『なっ・・・ナムギル君、お客様だ・・・』
混乱し放心状態のチェギョンの父シン・ナムギルに先輩料理人が声を掛けた
『はい・・・あの、どなたがお見えになっているのですか?』
『皇帝陛下付きのキム内官様だ。』
『ひっ!!』
疑心暗鬼だった皇太子妃の噂は・・・やはり我が娘の事だったのかと思い知らされ、ナムギルは一瞬飛びあがる
『早く行かないと失礼に当たる。』
『はっ・・・はいっ!!』
小走りにキム内官が待っている場所に向かうナムギル。キム内官はナムギルを目にすると会釈をし口を開いた
『シン・ナムギル様でいらっしゃいますね?』
『(さ・・・様ぁ?)はっ・・・はいっ!!』
『皇帝陛下から食事にお招きするようにと申しつかって参りました。。』
『わっ・・・私を・・・で、ございますか?』
『はい、さようでございます。ご同行いただけますか?』
『あ・・・はい。ですが、私は今・・・仕事中でして・・・』
『上の者には私から言っておきます。どうぞご一緒に・・・』
『あ・・・はい。解りました。』
ナムギルは調理場の一番近場に居る先輩に声を掛けた
『せ・・・先輩。少し・・・皇帝陛下が・・・えっと・・・あ・・・』
動揺のあまり何を言っているか解らないナムギルである
だが、先程の皇太子妃決定のニュースと、この調理場で働くシン・ナムギルの娘の名が一致したことで
事を察していた先輩は、同じ様に動揺しながらも快く送り出した
『早く行きなさい。料理長には私から話しておく。』
『はい。す・・・すみません~~!!』
ナムギルは頭を下げるとキム内官の後に続いた。
調理場では今作っている皇室一家会食の為の料理が、ナムギルにも振舞われる事を予感し
一層腕によりをかけたそうだ
『陛下・・・シン・ナムギル様をお連れいたしました。』
『入って貰いなさい。』
通された部屋には既にテーブルセッティングが施されており、皇帝陛下以下五名が席に付いていた
『お父さん!!』
娘の声を聞き漸くそれが現実と知るナムギル
チェギョンの隣の席に案内され、椅子を引かれ居心地が悪そうに腰掛けた
『あ・・・あの皇帝陛下、シン・チェギョンの父のナムギルでございます。』
『急に呼び立ててすまなかったな。』
『いえ、とんでもございません。あ・・・あの・・・あの噂は、本当なのでしょうか・・・』
『あの噂とは?ははは・・・もう伝わっておるのか?そうだ。そなたの娘のシン・チェギョンが
皇太子妃に決定した。
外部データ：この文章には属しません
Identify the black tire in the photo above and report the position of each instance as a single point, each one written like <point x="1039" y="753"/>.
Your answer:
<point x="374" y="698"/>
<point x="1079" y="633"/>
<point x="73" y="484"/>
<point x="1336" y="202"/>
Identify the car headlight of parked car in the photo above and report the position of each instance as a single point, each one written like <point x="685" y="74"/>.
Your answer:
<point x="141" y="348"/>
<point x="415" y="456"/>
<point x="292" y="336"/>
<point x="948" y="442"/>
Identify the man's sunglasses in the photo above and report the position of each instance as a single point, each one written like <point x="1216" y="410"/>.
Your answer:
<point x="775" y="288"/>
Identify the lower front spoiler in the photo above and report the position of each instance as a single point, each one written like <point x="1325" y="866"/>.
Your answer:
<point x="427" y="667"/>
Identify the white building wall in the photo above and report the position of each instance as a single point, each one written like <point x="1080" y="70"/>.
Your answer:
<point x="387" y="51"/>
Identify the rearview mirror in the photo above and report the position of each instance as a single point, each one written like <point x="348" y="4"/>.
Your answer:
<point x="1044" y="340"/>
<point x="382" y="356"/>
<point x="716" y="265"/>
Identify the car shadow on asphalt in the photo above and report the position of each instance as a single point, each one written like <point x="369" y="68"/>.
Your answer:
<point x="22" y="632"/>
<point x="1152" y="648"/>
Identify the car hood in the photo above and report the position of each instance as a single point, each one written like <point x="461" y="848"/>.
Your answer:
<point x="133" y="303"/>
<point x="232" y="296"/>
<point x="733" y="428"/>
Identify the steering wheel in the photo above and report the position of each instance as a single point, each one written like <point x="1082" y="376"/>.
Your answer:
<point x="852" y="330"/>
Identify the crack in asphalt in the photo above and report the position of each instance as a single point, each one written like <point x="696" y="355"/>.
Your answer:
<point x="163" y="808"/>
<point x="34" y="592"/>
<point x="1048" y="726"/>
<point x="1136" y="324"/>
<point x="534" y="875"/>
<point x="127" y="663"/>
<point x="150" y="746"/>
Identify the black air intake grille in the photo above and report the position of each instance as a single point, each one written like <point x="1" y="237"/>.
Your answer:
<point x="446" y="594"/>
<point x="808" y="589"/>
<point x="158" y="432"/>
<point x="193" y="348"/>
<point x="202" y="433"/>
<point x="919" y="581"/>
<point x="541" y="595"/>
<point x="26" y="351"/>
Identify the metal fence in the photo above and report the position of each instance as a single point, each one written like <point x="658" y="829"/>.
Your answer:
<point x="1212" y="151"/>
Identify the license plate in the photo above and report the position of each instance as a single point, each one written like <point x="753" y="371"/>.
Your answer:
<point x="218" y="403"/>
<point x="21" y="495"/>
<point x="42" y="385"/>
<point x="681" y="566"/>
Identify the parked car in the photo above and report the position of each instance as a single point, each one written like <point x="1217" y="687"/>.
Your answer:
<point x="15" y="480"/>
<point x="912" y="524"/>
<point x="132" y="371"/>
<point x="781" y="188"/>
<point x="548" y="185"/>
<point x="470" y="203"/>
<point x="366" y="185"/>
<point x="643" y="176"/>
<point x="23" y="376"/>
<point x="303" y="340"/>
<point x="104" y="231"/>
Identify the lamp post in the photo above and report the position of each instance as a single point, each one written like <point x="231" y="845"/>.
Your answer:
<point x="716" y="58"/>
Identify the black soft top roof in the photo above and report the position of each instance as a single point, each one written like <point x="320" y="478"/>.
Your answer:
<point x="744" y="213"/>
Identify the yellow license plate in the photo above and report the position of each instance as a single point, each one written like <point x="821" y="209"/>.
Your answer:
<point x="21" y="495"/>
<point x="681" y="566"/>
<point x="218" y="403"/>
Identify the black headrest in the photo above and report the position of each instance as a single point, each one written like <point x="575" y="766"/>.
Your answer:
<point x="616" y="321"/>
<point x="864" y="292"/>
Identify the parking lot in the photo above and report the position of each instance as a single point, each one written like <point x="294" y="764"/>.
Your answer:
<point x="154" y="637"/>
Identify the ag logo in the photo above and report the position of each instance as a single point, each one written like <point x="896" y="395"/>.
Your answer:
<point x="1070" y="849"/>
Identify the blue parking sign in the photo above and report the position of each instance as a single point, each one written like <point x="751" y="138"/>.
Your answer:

』
『あの・・・確かチェギョンは慈慶殿の女官見習いの筈・・・それがどうして皇太子妃に決定など・・・』
寝耳に水のナムギルである。当のチェギョン自身も≪皇太子妃≫と言われてしまうと正直戸惑う部分はあった
初めて好意を抱いた相手に、初めて本心を打ち明けた結果がこうなったのだから・・・本人も驚きなのである
『あ・・・それがね・・・』
チェギョンが口を開こうとするのを皇帝陛下は遮った
『元々二人は好き合っていたと言う事だ。皇太子が・・・そなたの娘でなければだめだと言うのだ。
仕方あるまい。』
『ですが陛下・・・我が家は皇太后様に多額な借金を・・・』
『あ!!そうでした。私は一生懸命働いて借金を返さなきゃいけない立場でした・・・』
項垂れてしまうチェギョン。シンのプロポーズを受けた後で、こんな重大な事を思い出すなんて・・・と
相当な落ち込み様である
だが向かいの席から皇太后は大きな声で笑い始めた
『おほほほほ・・・な~にを沈んで居るのだ?チェギョン・・・』
『ですが女官の仕事を続けないと、お金が返せません。』
『はぁ・・・そなたは、皇太子妃の仕事量が女官に劣ると思っておるのか?
何れ国の母となる立場だぞ。仕事は山積み公務に追われるだろう。皇太子妃が楽な仕事だと思ったか?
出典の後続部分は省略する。